Richard Flavel was the father of the famous John Flavel and his brother Phineas, also a Gospel Minister. Described as "a painful and eminent minister" he first ministered at Bromsgrove, Worcestershire, then at Hasler in Gloucesterhsire before moving to Willersey, Gloucestershire, in the same county, where he continued until 1660. At the Restoration he was put out of the church because it was a sequestered living, and the previous incumbent was still alive:
His main concern was to find a pace of ministry. He is described as "a person of such extraordinary piety" that those who knew him said "they never heard one vain word drop from his mouth."
A little before 1662 and being near Totness, Devon, he preached from Hosea 7:9 The Days of Visitation arc come, the Days of Recompence are come, Israel shall know it. His application was so close that it offended some and occasioned his .being carried before some JPs but they could not reach him and so he was discharged.

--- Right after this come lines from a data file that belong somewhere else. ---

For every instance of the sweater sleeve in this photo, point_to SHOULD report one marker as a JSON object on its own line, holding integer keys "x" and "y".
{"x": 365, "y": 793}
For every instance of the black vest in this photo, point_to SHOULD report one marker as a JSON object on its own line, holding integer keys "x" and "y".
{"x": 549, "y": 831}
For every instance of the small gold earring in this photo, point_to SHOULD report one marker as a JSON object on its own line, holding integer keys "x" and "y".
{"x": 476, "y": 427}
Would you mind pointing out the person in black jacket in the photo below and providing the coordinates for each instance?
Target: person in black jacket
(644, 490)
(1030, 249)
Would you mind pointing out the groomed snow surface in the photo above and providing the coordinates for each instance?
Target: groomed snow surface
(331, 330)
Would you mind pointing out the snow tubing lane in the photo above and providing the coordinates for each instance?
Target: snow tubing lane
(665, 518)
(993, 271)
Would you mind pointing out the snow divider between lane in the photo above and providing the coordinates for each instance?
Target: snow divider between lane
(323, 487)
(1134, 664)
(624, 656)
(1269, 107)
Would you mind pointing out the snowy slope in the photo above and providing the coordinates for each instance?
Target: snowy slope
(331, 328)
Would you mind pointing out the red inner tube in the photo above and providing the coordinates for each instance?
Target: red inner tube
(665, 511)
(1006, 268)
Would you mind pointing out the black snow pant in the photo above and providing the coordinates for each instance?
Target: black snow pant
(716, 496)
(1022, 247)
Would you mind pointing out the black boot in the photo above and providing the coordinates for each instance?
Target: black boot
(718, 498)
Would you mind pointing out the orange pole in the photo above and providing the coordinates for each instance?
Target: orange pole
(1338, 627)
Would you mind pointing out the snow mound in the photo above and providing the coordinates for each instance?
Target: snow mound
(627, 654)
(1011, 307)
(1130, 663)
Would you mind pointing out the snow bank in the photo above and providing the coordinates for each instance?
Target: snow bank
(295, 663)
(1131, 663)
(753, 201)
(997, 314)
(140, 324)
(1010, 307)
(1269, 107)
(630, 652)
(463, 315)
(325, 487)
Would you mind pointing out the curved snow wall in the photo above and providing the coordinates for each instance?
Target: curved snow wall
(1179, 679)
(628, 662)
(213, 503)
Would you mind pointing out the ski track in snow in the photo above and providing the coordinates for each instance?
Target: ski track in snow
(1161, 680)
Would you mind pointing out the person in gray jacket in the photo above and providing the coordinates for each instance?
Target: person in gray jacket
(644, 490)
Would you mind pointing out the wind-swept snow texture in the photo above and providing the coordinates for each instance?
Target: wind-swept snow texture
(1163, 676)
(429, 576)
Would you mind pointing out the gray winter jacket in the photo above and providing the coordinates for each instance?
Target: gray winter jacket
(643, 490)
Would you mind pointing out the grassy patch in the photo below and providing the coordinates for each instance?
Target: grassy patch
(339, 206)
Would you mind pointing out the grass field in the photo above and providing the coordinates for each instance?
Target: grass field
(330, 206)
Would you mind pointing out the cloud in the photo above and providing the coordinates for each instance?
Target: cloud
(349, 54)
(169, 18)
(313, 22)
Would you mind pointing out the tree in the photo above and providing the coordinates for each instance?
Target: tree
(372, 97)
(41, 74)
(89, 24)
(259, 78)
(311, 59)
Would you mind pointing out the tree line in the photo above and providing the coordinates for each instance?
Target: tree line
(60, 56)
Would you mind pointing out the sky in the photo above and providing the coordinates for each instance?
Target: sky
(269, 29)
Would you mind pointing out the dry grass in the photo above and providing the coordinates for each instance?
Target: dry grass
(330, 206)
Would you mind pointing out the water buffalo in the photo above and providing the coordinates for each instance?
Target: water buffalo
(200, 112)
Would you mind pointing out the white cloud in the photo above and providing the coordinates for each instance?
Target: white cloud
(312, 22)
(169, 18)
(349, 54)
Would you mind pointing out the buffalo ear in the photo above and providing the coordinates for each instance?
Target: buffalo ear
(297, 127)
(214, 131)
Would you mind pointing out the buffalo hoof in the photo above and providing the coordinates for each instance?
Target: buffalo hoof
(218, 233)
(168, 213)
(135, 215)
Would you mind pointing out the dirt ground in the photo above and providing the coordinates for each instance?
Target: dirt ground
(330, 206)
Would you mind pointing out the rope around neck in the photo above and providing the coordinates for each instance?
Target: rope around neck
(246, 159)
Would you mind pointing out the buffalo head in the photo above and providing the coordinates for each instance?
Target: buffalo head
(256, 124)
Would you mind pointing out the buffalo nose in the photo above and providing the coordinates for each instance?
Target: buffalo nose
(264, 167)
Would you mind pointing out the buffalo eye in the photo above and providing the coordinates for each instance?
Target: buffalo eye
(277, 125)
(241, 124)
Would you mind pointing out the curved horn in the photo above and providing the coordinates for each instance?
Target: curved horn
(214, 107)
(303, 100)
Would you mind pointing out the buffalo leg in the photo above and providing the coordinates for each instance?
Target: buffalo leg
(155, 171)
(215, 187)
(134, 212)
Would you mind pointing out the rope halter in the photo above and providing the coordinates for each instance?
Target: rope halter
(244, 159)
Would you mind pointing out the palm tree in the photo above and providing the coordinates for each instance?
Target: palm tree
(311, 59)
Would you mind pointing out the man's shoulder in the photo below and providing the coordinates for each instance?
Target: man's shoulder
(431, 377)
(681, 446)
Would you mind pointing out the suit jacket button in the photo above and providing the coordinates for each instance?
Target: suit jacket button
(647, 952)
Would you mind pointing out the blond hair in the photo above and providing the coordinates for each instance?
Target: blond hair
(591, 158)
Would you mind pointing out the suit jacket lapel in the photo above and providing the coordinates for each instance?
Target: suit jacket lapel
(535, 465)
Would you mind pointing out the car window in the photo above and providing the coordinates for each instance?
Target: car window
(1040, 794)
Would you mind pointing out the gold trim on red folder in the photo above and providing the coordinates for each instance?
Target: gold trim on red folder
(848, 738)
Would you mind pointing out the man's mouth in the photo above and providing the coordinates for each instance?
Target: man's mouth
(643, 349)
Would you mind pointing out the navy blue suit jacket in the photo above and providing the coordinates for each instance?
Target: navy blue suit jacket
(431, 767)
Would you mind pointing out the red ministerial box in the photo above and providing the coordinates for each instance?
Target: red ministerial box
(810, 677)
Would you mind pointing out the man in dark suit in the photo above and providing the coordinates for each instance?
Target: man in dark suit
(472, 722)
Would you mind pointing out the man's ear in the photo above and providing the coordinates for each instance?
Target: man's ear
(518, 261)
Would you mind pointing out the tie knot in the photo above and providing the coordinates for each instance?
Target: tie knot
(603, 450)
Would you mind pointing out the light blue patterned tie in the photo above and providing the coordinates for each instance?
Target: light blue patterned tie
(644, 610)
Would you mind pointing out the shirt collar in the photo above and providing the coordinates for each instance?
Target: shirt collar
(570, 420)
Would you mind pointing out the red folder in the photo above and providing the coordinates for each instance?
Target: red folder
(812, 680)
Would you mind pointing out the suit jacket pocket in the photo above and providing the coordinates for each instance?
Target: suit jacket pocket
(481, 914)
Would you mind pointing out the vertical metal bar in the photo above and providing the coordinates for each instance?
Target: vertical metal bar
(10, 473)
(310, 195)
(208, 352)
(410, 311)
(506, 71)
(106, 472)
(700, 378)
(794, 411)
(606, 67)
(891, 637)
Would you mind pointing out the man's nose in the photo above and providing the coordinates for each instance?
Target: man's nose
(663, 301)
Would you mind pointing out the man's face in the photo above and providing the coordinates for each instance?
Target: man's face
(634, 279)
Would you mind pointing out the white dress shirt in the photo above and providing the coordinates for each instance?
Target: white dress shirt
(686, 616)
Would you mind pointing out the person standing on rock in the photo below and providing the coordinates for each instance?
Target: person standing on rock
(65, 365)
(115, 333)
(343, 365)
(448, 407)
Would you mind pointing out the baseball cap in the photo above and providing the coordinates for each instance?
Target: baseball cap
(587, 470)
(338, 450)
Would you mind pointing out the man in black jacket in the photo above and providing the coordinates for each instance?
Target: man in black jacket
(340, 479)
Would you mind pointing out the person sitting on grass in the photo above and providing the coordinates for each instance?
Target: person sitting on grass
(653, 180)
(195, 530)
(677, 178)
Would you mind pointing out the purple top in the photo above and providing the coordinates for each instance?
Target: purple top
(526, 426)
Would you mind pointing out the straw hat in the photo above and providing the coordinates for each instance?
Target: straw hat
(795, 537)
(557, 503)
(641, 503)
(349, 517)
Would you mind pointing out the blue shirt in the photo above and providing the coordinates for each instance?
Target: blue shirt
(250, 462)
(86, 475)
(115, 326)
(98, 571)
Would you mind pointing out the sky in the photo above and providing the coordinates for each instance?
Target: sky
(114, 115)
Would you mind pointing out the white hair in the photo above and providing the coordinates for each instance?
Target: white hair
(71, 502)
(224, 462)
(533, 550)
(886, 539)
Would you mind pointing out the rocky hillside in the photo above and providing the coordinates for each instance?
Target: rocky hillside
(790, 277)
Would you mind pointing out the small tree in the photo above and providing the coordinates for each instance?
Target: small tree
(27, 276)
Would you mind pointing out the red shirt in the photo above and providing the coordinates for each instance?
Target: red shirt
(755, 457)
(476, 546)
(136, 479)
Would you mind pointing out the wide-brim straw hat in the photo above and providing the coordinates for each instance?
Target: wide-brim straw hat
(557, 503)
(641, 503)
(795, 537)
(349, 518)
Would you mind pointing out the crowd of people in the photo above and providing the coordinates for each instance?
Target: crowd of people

He afterwards left the county and his son's house, where he had retired and went to London, where he continued in a faithful and acceptable discharge of his ministerial duties until the time of the plague in 1665 when he was arrested and imprisoned.
He was at the house of a Mr Blake in Covent Garden, where some were gathered for worship. While he was in prayer, a party of soldiers broke in on them with swords drawn, and demanded the arrest of the preacher, threatening some and flattering others in order to discover him, but in vain.
Some of them threw a coloured cloak over him, and in this disguise he was, together with his hearers, carried to Whitehall. They were all sent to Newgate prison, which was so disease ridden that Flavel and his wife became seriously ill.
Although they were bailed shortly after they subsequently died. It is said that their son John was given an intimation of their death in a dream.